Distributed Representations of Entities in Open-World Knowledge Graphs
Lingbing Guo, Zhuo Chen, Jiaoyan Chen, Yichi Zhang, Zequn Sun, Zhongpo Bo, Yin Fang, Xiaoze Liu, Huajun Chen, Wen Zhang
TL;DR
This work tackles open-world knowledge graphs where new entities continually emerge. It introduces Decentralized Attention Network (DAN), which distributes relational information over neighbor embeddings and uses neighbor context as the query in a second-order attention mechanism, reducing dependence on self-embeddings and enabling induction for unseen entities. A self-distillation objective is proposed to align input and decentralized embeddings via mutual information, supported by theoretical results. Empirically, the approach, implemented in the decentRL framework, achieves state-of-the-art results on conventional entity alignment and entity prediction benchmarks and shows strong gains in open-world settings, with good efficiency and generality across GNN backbones.
Abstract
Graph neural network (GNN)-based methods have demonstrated remarkable performance in various knowledge graph (KG) tasks. However, most existing approaches rely on observing all entities during training, posing a challenge in real-world knowledge graphs where new entities emerge frequently. To address this limitation, we introduce Decentralized Attention Network (DAN).

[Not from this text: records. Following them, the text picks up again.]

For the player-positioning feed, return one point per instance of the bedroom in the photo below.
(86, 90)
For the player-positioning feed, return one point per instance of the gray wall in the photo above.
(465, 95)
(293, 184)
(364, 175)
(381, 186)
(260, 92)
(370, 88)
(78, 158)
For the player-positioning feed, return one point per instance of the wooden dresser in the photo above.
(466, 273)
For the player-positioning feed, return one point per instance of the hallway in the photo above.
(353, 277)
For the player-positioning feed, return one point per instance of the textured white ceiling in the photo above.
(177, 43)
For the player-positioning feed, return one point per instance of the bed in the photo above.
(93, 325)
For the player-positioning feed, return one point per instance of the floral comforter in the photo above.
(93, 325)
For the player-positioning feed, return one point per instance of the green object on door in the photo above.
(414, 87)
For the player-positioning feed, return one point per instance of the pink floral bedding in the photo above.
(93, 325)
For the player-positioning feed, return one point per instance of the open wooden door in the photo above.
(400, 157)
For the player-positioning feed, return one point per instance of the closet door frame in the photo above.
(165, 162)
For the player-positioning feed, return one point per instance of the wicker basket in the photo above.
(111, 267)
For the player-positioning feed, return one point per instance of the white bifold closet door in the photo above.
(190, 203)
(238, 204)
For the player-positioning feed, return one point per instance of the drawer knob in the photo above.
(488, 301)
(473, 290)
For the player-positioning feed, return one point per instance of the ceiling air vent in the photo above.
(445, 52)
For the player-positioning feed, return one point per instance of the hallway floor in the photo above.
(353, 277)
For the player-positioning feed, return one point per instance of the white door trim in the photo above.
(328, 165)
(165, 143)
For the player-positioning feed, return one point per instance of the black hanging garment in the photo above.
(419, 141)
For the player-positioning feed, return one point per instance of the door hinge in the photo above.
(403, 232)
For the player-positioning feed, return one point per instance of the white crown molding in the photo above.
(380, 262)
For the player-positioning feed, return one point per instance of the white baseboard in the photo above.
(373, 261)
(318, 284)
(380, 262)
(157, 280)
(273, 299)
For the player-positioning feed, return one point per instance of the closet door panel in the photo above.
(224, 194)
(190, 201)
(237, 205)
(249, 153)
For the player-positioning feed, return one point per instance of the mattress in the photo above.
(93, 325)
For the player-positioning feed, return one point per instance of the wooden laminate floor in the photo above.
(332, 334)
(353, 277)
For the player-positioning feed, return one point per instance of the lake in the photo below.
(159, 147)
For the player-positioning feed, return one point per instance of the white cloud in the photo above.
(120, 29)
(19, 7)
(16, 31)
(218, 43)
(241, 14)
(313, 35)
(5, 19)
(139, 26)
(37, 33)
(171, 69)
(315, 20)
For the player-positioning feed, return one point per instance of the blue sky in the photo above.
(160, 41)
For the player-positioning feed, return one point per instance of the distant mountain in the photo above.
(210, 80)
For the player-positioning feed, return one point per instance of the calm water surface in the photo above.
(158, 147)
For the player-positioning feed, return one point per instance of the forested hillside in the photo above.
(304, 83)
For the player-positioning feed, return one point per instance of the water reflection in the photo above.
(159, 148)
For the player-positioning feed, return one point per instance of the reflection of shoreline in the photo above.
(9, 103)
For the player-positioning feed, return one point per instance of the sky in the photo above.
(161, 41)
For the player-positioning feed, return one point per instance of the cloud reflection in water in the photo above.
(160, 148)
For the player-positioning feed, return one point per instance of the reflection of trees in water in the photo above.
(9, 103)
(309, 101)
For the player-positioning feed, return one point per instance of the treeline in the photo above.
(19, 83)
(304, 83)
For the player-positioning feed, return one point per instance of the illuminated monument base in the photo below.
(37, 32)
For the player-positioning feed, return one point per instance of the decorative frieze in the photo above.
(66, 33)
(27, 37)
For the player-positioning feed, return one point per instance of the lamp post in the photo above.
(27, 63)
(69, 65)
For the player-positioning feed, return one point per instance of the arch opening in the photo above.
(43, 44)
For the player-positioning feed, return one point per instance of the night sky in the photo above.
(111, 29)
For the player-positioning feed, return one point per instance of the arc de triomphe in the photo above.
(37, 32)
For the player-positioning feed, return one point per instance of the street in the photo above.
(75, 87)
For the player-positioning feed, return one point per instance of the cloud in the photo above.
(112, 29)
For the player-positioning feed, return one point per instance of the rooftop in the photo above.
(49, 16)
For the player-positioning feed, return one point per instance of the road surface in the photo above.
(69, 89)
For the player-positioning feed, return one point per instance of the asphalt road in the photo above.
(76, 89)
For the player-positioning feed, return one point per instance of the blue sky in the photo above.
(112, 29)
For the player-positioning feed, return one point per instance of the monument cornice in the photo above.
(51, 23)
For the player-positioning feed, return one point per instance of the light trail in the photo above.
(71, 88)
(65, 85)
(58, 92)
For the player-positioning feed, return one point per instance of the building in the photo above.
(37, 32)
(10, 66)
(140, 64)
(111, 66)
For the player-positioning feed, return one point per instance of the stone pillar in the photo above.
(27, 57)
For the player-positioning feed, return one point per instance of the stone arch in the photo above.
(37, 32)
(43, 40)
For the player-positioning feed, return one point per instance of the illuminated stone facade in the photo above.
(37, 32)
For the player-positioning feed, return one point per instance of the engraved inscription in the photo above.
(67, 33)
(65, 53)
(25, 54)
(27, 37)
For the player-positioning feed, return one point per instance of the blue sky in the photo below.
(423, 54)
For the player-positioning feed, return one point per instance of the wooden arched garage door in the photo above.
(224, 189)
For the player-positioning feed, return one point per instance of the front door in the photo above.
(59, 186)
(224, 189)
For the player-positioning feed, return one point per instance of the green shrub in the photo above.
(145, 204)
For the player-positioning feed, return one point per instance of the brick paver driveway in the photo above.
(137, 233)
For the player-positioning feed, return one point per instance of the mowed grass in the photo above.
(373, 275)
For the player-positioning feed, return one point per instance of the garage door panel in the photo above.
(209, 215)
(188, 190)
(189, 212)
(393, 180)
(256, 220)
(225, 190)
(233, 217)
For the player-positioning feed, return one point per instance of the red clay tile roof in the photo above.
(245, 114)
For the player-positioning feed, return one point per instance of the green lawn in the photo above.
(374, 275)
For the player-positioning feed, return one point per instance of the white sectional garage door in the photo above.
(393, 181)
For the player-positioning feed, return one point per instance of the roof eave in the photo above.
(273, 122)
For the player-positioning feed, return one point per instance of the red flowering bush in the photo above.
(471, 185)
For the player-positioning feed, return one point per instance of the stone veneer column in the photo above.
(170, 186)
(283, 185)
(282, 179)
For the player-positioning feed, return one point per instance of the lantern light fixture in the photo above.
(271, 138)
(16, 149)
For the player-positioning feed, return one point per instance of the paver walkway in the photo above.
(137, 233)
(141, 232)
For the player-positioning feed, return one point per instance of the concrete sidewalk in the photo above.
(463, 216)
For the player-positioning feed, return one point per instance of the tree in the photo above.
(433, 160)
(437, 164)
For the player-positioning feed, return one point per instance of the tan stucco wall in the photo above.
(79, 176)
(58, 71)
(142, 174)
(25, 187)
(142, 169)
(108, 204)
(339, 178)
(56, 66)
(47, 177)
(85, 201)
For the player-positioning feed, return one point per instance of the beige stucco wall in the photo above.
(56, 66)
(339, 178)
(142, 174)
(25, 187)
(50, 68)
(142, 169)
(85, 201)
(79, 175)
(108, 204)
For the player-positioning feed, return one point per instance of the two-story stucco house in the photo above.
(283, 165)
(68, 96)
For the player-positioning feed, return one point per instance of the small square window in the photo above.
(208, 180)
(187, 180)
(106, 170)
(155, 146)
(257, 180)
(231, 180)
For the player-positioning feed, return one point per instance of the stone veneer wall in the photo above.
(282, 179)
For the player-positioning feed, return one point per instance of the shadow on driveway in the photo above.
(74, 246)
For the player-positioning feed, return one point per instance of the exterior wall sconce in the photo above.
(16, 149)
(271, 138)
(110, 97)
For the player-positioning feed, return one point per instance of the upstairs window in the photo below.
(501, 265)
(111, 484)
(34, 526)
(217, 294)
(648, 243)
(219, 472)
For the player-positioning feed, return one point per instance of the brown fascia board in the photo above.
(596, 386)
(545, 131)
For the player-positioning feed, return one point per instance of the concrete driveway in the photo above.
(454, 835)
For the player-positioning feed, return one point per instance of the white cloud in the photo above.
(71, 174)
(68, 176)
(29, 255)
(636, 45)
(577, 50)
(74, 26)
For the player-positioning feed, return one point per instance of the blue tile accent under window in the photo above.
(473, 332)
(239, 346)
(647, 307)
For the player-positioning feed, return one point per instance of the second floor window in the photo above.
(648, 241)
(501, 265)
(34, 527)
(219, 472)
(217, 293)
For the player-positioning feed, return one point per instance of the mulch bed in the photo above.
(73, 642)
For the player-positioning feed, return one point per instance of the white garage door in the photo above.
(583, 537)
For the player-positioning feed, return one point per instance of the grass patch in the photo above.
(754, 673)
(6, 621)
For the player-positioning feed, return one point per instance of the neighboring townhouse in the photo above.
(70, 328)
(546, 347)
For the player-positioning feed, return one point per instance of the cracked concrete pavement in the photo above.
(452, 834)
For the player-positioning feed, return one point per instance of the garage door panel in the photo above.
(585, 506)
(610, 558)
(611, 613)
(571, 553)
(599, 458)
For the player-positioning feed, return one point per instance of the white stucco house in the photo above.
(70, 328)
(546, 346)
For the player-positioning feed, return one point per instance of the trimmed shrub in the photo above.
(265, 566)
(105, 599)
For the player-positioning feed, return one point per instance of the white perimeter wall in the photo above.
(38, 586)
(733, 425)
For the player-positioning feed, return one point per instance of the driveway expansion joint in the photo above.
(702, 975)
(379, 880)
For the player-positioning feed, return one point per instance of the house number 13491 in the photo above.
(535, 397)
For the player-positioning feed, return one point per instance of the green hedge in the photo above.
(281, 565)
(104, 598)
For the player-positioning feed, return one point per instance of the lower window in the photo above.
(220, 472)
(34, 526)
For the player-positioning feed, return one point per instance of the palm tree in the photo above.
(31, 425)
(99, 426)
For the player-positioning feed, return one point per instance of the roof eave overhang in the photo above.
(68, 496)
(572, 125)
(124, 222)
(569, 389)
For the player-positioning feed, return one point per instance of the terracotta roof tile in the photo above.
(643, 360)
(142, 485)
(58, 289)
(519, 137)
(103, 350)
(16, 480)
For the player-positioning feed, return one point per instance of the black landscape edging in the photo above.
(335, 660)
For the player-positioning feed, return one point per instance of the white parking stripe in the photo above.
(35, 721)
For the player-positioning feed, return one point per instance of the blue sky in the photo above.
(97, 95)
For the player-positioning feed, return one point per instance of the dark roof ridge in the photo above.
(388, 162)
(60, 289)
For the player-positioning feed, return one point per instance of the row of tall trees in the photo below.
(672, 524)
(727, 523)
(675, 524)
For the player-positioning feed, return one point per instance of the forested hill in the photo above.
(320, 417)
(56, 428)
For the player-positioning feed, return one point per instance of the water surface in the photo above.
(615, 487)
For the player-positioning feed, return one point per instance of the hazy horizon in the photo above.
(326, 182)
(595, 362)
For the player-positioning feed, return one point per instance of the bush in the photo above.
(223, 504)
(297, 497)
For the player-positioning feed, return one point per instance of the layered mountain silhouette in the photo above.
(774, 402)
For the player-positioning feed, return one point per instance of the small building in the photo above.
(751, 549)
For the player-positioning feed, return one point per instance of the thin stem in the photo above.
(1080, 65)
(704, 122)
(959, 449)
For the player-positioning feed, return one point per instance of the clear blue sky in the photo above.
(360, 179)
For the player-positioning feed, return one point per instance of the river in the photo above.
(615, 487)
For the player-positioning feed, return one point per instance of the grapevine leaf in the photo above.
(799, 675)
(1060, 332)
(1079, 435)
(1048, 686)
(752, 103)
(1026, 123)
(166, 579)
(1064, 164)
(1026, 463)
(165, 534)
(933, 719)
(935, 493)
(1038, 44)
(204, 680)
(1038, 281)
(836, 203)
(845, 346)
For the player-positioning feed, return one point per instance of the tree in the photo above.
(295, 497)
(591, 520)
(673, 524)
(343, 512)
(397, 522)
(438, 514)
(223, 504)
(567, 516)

DAN leverages neighbor context as the query vector to score the neighbors of an entity, thereby distributing the entity semantics only among its neighbor embeddings. To effectively train a DAN, we introduce self-distillation, a technique that guides the network in generating desired representations. Theoretical analysis validates the effectiveness of our approach. We implement an end-to-end framework and conduct extensive experiments to evaluate our method, showcasing competitive performance on conventional entity alignment and entity prediction tasks. Furthermore, our method significantly outperforms existing methods in open-world settings.